De verplichting voor ondernemers om belastingaangifte te doen door middel van eHerkenning heeft wel degelijk een wettelijke basis. Dat oordeelt A-G Niessen in een advies aan de Hoge Raad. De rechtbank Gelderland kwam begin dit jaar nog tot een andere conclusie.
eHerkenning
Sinds 1 januari 2020 is het voor belastingplichtigen en inhoudingsplichtigen – die zonder tussenkomst van een intermediair of zonder gebruik van commerciële aangiftesoftware aangifte vennootschapsbelasting of loonheffingen willen doen – op grond van de Regeling Elektronisch Berichtenverkeer Belastingdienst (Regeling EBV) verplicht om hun aangifte digitaal te doen via het portaal ‘MijnBelastingdienst zakelijk’ (MBD-Z).
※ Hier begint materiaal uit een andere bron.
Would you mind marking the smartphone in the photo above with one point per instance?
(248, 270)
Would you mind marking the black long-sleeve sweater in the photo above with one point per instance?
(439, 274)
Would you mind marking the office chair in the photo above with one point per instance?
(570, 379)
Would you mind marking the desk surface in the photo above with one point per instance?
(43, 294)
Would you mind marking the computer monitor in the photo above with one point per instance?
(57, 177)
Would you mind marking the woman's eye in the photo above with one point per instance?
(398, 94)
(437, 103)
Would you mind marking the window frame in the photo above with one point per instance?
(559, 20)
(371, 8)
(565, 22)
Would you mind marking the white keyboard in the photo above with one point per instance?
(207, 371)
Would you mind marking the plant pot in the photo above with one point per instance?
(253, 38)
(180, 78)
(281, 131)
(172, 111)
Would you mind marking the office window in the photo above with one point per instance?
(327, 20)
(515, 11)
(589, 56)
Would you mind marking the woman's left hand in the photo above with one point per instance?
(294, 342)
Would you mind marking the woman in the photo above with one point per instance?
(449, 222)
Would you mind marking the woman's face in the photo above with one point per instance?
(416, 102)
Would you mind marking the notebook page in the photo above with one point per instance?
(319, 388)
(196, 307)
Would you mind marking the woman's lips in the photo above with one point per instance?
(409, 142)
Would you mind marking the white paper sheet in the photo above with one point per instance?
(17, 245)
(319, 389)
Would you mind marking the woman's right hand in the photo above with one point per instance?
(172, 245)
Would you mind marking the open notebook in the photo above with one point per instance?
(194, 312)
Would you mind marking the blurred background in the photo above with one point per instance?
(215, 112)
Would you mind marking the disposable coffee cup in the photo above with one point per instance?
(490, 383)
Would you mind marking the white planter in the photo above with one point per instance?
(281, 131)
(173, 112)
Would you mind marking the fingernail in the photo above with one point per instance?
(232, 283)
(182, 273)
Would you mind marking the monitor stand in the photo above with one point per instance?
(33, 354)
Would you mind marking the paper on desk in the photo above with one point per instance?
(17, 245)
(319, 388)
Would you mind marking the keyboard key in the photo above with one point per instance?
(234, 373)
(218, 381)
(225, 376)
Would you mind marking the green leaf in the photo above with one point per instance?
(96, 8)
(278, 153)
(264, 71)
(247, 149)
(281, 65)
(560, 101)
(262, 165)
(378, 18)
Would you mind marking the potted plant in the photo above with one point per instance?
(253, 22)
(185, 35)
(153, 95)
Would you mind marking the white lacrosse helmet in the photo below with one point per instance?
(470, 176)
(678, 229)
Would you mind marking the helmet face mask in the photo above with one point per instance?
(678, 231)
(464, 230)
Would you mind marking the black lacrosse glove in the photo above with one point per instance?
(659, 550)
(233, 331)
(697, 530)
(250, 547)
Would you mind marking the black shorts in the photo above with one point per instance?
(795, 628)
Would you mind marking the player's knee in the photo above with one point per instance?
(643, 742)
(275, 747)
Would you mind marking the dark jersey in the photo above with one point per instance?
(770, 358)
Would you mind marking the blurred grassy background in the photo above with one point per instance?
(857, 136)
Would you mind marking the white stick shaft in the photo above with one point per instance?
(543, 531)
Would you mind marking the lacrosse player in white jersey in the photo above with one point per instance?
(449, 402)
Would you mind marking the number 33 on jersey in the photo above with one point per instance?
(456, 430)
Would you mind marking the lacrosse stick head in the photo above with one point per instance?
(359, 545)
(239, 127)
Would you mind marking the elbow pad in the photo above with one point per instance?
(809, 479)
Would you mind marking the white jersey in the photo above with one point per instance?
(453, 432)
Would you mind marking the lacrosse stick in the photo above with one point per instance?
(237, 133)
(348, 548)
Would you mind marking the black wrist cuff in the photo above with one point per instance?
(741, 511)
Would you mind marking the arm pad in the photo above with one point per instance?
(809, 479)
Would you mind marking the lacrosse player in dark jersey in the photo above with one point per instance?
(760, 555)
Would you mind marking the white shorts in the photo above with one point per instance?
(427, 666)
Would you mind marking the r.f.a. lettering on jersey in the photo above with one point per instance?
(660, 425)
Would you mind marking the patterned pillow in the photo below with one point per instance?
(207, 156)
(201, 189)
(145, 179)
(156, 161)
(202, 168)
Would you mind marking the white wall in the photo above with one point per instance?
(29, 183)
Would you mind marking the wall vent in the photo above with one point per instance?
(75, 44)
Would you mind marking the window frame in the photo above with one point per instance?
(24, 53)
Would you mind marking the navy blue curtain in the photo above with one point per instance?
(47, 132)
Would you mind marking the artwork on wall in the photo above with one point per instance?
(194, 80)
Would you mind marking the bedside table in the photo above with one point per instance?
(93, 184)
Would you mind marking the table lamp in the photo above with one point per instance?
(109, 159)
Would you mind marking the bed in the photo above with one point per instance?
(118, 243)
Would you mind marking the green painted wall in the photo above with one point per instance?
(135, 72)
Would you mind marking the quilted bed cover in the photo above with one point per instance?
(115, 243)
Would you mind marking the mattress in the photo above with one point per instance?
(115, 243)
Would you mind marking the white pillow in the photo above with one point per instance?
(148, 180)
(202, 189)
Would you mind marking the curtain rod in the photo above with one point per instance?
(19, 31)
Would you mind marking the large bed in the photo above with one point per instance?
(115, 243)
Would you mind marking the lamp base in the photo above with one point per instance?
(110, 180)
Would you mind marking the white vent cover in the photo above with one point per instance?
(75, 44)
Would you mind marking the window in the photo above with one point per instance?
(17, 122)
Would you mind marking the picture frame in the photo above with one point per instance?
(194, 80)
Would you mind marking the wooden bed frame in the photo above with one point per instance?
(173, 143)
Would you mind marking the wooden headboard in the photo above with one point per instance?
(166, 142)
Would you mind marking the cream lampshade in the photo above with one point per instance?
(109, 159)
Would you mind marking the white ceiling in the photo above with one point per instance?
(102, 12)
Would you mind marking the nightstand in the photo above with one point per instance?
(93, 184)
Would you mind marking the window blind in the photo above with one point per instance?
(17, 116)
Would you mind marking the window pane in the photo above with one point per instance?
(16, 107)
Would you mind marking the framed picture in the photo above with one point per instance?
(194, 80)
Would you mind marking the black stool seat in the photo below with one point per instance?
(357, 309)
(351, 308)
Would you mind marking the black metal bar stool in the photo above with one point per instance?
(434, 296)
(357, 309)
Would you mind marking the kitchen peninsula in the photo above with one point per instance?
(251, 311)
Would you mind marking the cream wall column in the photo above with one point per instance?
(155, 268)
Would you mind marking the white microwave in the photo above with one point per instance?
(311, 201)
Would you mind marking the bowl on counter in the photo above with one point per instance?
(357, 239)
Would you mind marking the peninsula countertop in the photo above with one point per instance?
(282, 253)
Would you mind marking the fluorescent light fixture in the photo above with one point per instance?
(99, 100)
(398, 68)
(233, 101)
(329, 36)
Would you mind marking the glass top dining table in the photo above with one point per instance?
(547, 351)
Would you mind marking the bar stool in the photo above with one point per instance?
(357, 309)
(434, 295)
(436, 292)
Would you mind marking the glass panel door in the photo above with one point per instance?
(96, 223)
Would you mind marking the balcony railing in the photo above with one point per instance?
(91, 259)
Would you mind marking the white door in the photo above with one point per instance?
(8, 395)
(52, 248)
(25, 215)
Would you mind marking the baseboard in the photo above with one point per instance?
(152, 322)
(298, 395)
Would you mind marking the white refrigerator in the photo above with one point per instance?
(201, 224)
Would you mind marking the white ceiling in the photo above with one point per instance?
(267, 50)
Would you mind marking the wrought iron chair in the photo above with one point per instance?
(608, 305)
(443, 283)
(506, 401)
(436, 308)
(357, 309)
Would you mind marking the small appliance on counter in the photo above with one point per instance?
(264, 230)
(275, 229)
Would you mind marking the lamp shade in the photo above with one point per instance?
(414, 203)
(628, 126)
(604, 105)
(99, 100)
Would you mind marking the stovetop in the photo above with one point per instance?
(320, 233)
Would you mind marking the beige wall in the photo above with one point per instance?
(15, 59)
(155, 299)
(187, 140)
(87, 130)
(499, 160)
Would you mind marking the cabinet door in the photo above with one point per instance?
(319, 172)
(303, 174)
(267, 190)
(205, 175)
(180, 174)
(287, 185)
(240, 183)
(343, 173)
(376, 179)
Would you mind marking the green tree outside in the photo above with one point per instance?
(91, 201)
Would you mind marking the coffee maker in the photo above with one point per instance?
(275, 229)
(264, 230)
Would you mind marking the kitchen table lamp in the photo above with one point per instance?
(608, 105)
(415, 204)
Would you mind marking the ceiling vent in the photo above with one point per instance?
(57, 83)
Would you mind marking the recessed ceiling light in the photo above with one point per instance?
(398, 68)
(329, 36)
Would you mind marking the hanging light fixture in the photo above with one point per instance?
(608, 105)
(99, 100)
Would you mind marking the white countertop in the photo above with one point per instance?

Om in te kunnen loggen op MBD-Z, is het authenticatiemiddel eHerkenning met betrouwbaarheidsniveau 3 nodig. Dit inlogmiddel is alleen verkrijgbaar tegen betaling bij een commerciële partij.
Rechtbank Gelderland
De rechtbank Gelderland oordeelde in januari dat er geen wettelijke basis bestaat voor deze verplichting en dat de naheffingsaanslag van de ondernemer die de zaak had aangespannen daarom moest worden vernietigd. De staatssecretaris heeft te kennen gegeven dat de fiscus heeft afgezien van het instellen van hoger beroep tegen deze uitspraak van de rechtbank, omdat de inhoudingsplichtige over het in geschil zijnde tijdvak geen loonheffingen was verschuldigd. Daarmee is de zaak tussen de ondernemer en de Belastingdienst geëindigd.
Hoge Raad
A-G Niessen stelt nu een vordering tot cassatie in het belang der wet in ‘omdat het wenselijk is te vernemen of de Hoge Raad zich kan vinden in het oordeel van de rechtbank.’ De A-G meent dat de verplichting om aangifte te doen door middel van eHerkenning wel degelijk een wettelijke basis heeft, namelijk in art. 2:15, lid 1, Awb en art. 3a, lid 2, AWR. Die artikelen bieden volgens de A-G de mogelijkheid aan de minister om nadere eisen te stellen aan niet alleen de inhoud, maar ook de wijze waarop een bericht via de elektronische weg wordt gestuurd aan een bestuursorgaan. De minister heeft volgens de A-G van deze bevoegdheid gebruik gemaakt door in de Regeling EBV verplicht te stellen dat gebruik wordt gemaakt van authenticatiemiddelen die voldoen aan Europese regelgeving met betrekking tot de toegangsbeveiliging van (overheids)informatiesystemen die persoonsgegevens verwerken. Hiermee is de minister naar de mening van de A-G niet buiten zijn bevoegdheid getreden.
De A-G vordert dan ook vernietiging van de uitspraak van de rechtbank Gelderland zonder dat het te wijzen arrest nadeel toebrengt aan de door partijen verkregen rechten. Het is nog niet bekend wanneer de Hoge Raad uitspraak doet.